Rainy afternoons call for ginataang mais, a Filipino porridge of young corn kernels and malagkit rice cooked in coconut milk.
Long-grain glutinous rice keeps its shape better than short-grain, which tends to break down and turn mushy by the time the ginataan thickens. We suggest using fresh corn for its natural sweetness, but canned sweet corn will work fine in a pinch. Adding coconut cream at the end provides extra creaminess and flavor.
- 1 cup glutinous rice, preferably long-grain
- 4 cups water
- 3 cups coconut milk
- ½ cup white sugar
- 3 cups fresh corn kernels
- 1 cup coconut cream
Combine rice, water, and coconut milk in a large pot over high heat, stirring to mix. Once boiling, stir the mixture again to avoid rice from clumping. Reduce the heat to low and maintain a simmer.
Continue cooking the porridge over low heat, stirring often to avoid scorching the bottom, until rice is tender, about 10–15 minutes.

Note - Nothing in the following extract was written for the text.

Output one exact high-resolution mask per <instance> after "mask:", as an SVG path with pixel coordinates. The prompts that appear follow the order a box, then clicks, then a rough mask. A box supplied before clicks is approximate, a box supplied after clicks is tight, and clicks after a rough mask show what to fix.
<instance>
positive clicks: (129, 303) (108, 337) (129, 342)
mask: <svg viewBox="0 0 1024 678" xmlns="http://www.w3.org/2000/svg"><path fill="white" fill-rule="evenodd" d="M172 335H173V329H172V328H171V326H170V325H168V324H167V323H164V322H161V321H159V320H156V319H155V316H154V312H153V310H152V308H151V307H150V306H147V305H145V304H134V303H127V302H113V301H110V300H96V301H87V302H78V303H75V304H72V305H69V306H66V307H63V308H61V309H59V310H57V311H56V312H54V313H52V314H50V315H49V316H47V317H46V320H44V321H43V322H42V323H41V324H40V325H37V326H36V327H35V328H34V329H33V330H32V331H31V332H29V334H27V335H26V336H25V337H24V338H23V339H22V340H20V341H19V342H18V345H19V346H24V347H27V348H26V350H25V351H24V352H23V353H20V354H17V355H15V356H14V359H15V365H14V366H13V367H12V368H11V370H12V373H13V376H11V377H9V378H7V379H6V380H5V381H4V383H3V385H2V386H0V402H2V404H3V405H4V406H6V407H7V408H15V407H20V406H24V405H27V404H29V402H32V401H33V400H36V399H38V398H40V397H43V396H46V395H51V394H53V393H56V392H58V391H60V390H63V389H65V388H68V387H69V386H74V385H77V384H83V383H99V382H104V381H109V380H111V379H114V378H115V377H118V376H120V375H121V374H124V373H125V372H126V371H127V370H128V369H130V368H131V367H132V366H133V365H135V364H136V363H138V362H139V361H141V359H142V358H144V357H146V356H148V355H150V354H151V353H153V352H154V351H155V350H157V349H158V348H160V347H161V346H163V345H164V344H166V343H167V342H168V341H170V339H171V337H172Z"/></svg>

Once the rice is tender, turn the heat all the way up to high and cook the rice, stirring vigorously to break up the grains and release the starches, until the mixture has thickened, about 10 minutes.
Reduce heat to medium. Stir in the sugar, corn, and coconut cream. Mix until well combined. Remove from heat and divide between bowls. Serve immediately.